TAT TRANSACTIVATION OF THE HUMAN-IMMUNODEFICIENCY-VIRUS TYPE-1 PROMOTER IS INFLUENCED BY BASAL PROMOTER ACTIVITY AND THE SIMIAN VIRUS-40 ORIGIN OF DNA-REPLICATION

被引:29
|
作者
KESSLER, M [1 ]
MATHEWS, MB [1 ]
机构
[1] COLD SPRING HARBOR LAB,1 BUNGTOWN RD,POB 100,COLD SPRING HARBOR,NY 11724
关键词
REPLICATION ORIGIN; TRANSCRIPTION; TRANSACTIVATOR;
D O I
10.1073/pnas.88.22.10018
中图分类号
O [数理科学和化学]; P [天文学、地球科学]; Q [生物科学]; N [自然科学总论];
学科分类号
07 ; 0710 ; 09 ;
摘要
We examined the activation of transcription from the human immunodeficiency virus type 1 (HIV-1) promoter by the viral Tat protein in a transient expression system. Plasmids contained a HIV-reporter gene cassette and a simian virus 40 origin of DNA replication. Run-on assays of transcription complex distribution and analysis of cytoplasmic RNA accumulation confirmed that Tat is able to activate transcription by two mechanisms: by increasing the rate of transcriptional initiation and the efficiency of transcriptional elongation. The degree to which Tat stimulated initiation is determined by the basal level of HIV-directed transcription, which is influenced by the position of the simian virus 40 replication origin.
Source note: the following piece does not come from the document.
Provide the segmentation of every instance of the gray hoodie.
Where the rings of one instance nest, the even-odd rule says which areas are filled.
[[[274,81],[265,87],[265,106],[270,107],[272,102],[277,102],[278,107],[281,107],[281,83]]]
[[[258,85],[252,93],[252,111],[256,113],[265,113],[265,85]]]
Tat functions primarily to increase the efficiency of elongation when the origin is located downstream from the HIV-reporter cassette and the basal level of transcription is high. On the other hand, Tat functions primarily to increase the rate of initiation when the origin is upstream from the cassette and the basal level of transcription is 10-fold lower. These studies suggest that the site of integration of the virus into the cellular genome may significantly affect the level of expression from the HIV promoter and consequently the pathobiology of the virus.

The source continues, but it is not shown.